Minister obrony Wielkiej Brytanii John Healey powiedział, że brytyjskie wojska pomagały Izraelowi w odpieraniu irańskiego ataku rakietowego. Nie sprecyzował zakresu wsparcia, ale z ustaleń stacji BBC wynika, że w akcji obronnej uczestniczyły brytyjskie samoloty.
Również Pentagon wydał oświadczenie, za pośrednictwem którego potwierdził uczestnictwo sił amerykańskich w obronie Izraela. W tym przypadku do wiadomości publicznej podano nieco więcej informacji. Kilkanaście pocisków przechwytujących wystrzelono z dwóch okrętów, jakie od dłuższego czasu stacjonują na Bliskim Wchodzie.

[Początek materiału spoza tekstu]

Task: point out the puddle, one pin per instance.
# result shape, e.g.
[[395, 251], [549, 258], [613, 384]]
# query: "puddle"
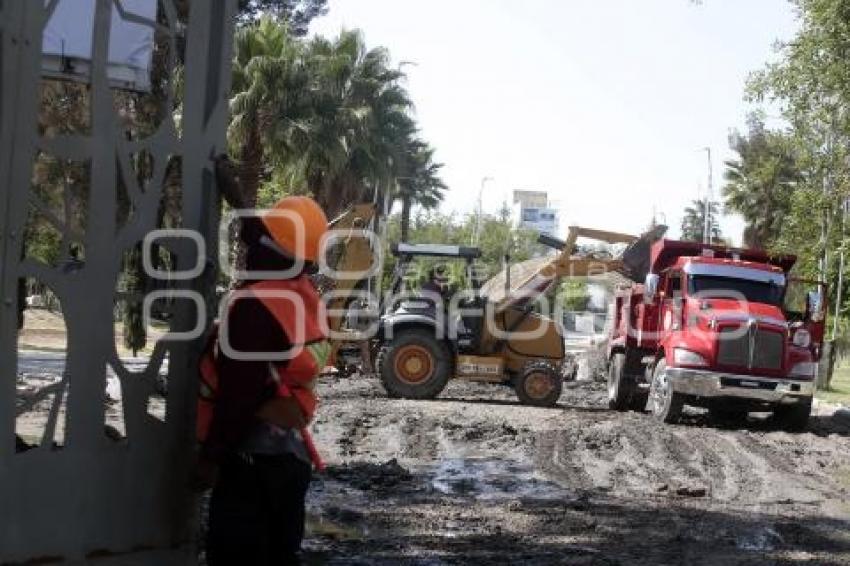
[[763, 540], [492, 479]]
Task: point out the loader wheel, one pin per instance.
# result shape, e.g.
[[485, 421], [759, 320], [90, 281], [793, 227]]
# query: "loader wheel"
[[539, 385], [665, 404], [621, 387], [415, 365], [793, 418]]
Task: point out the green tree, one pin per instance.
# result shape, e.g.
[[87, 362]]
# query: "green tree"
[[271, 95], [356, 140], [760, 181], [135, 335], [296, 13], [809, 82], [421, 185], [693, 222]]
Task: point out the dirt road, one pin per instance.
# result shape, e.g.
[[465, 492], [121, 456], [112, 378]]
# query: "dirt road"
[[475, 478]]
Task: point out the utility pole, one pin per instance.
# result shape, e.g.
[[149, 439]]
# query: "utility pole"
[[476, 236], [706, 235]]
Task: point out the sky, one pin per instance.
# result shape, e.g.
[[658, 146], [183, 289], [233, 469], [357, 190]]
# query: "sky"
[[606, 104]]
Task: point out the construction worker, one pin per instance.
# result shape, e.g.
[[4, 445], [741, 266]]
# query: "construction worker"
[[254, 409], [437, 282]]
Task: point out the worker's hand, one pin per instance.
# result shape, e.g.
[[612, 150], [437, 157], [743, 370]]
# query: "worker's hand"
[[227, 180], [283, 412], [205, 474]]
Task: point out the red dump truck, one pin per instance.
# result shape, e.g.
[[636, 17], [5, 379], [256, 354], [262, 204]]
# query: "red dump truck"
[[720, 328]]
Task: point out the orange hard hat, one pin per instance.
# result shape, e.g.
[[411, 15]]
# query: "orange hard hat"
[[297, 224]]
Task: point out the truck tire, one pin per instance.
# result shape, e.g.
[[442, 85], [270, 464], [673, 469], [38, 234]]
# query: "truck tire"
[[539, 384], [665, 404], [415, 365], [793, 418], [621, 387]]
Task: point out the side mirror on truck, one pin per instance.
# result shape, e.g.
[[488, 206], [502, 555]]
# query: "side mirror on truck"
[[815, 305], [650, 288]]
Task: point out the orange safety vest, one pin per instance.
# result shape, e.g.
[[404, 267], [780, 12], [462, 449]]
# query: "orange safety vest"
[[293, 378]]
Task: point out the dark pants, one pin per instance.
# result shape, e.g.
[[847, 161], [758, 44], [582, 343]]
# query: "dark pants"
[[257, 512]]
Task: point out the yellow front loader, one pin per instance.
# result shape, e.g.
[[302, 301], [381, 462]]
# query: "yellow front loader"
[[490, 334]]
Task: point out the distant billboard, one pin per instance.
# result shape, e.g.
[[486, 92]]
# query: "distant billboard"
[[67, 42]]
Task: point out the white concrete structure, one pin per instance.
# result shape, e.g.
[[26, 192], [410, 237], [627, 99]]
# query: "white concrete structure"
[[532, 210]]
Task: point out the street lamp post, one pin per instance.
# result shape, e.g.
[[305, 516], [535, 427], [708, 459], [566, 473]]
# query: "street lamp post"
[[476, 236], [706, 236]]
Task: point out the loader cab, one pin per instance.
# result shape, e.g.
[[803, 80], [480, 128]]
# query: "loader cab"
[[451, 315]]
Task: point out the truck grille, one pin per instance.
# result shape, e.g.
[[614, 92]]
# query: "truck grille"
[[734, 348]]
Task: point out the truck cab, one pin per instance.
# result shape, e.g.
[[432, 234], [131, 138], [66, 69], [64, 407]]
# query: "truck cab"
[[717, 328]]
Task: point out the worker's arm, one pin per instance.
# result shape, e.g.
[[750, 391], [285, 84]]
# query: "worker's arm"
[[244, 385]]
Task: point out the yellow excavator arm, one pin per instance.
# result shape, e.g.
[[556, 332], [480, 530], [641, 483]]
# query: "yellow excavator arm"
[[568, 264]]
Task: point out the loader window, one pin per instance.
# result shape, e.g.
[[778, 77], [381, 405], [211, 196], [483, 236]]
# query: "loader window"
[[707, 286]]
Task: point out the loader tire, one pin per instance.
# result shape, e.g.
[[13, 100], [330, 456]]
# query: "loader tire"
[[621, 387], [539, 384], [414, 365]]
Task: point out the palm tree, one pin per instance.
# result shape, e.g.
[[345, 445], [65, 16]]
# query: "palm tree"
[[270, 94], [421, 185], [760, 182], [693, 222], [356, 137]]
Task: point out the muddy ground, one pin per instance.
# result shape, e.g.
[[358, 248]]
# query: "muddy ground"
[[476, 478]]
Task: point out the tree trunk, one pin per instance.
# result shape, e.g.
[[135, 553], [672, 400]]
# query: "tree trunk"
[[251, 167], [406, 205]]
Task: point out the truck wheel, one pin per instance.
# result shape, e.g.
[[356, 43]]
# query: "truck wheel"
[[539, 384], [793, 418], [620, 386], [415, 365], [665, 404]]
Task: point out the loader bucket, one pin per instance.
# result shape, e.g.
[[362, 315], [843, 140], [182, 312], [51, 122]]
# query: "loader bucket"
[[636, 257]]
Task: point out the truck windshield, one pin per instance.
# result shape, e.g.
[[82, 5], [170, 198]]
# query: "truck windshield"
[[707, 286]]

Mocarstwa pomogły Izraelowi odeprzeć atak Iranu
Amerykańskie okręty wojenne stacjonują obecnie we wschodniej części Morza Śródziemnego, na Morzu Czerwonym, w Zatoce Omańskiej, a także na Morzu Arabskim. W pełnej gotowości czuwają od 7 października 2023 r. kiedy to miał miejsce atak Hamasu na Izrael. Wiadomo, że tym razem użyto pocisków przechwytujących, które znajdowały się na pokładach USS Bulkeley (DDG-84) oraz USS Cole (DDG-67).

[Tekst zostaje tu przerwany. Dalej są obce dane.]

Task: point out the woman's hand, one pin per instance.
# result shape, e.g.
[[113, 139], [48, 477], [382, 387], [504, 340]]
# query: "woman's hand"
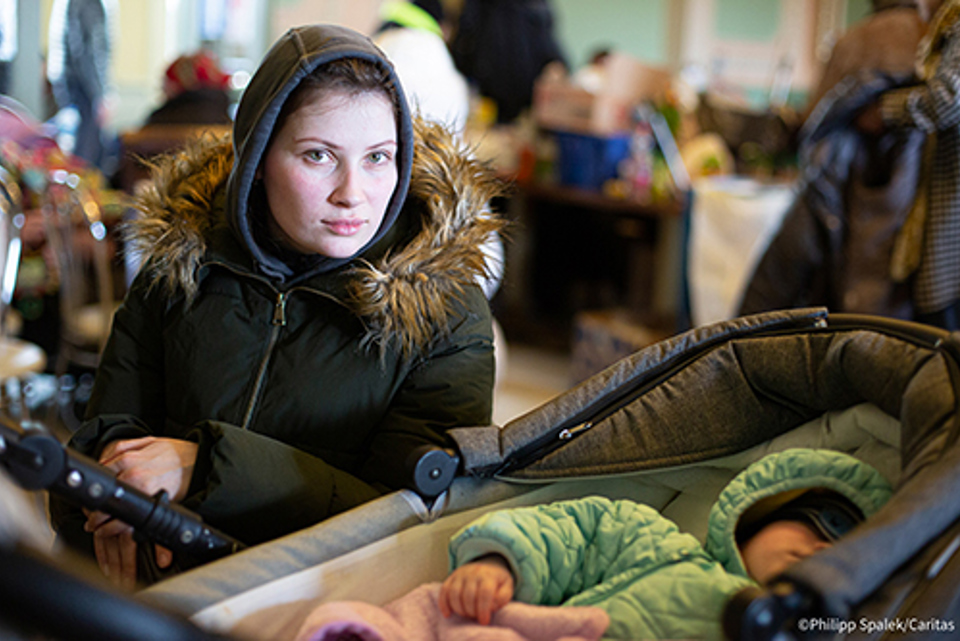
[[478, 589], [149, 464], [116, 549]]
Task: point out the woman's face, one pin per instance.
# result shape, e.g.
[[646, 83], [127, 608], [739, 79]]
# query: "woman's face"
[[330, 171]]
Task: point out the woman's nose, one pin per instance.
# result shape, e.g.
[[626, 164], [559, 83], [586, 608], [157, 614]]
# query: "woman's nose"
[[348, 192]]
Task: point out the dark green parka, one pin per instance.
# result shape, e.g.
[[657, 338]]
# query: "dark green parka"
[[307, 381]]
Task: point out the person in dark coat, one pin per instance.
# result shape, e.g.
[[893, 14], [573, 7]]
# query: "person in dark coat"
[[308, 314], [929, 246], [839, 244], [78, 67], [196, 91], [502, 46]]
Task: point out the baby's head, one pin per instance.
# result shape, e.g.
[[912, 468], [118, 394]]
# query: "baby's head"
[[785, 528]]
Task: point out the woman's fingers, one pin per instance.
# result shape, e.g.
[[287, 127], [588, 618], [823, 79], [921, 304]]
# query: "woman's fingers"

Dalsza część artykułu pod materiałem wideo
Amerykańskie niszczyciele bronią Izraela
Są to amerykańskie niszczyciele typu Arleigh Burke. Cechują się długością ok. 155 m i szerokością ok. 20 m oraz osiąganiem prędkości maksymalnej na poziomie ok. 30 węzłów. Poza systemami walki elektronicznej posiadają bardzo szeroką gamę uzbrojenia, które obejmuje karabiny, działa strzeleckie, wyrzutnie torped oraz różnego rodzaju pocisków. Pentagon nie ujawnił, jakie środki zostały wykorzystane w celu zwalczania pocisków użytych przez Iran.
Również dokładny zakres wsparcia Wielkiej Brytanii pozostaje owiany nutą tajemnicy. Stacja BBC podająca informację o użyciu brytyjskich samolotów nie precyzuje, o jakie dokładnie jednostki chodzi.
Najprawdopodobniej były to jednak brytyjskie myśliwce, które podobnie jak amerykańskie myśliwce i okręty od dłuższego czasu stacjonują w bazach na Bliskim Wchodzie. Już w kwietniu, kiedy Iran po raz ostatni zaatakował Izrael swoimi rakietami, wykorzystane zostały myśliwce Eurofighter Typhoon. Samoloty tego typu mogą osiągnąć prędkość ok. 2 Ma (2120 km/h). Poza standardowym działkiem strzeleckim kal. 27 mm, są przystosowane do przenoszenia różnych typów pocisków rakietowych, a także pocisków manewrujących i bomb.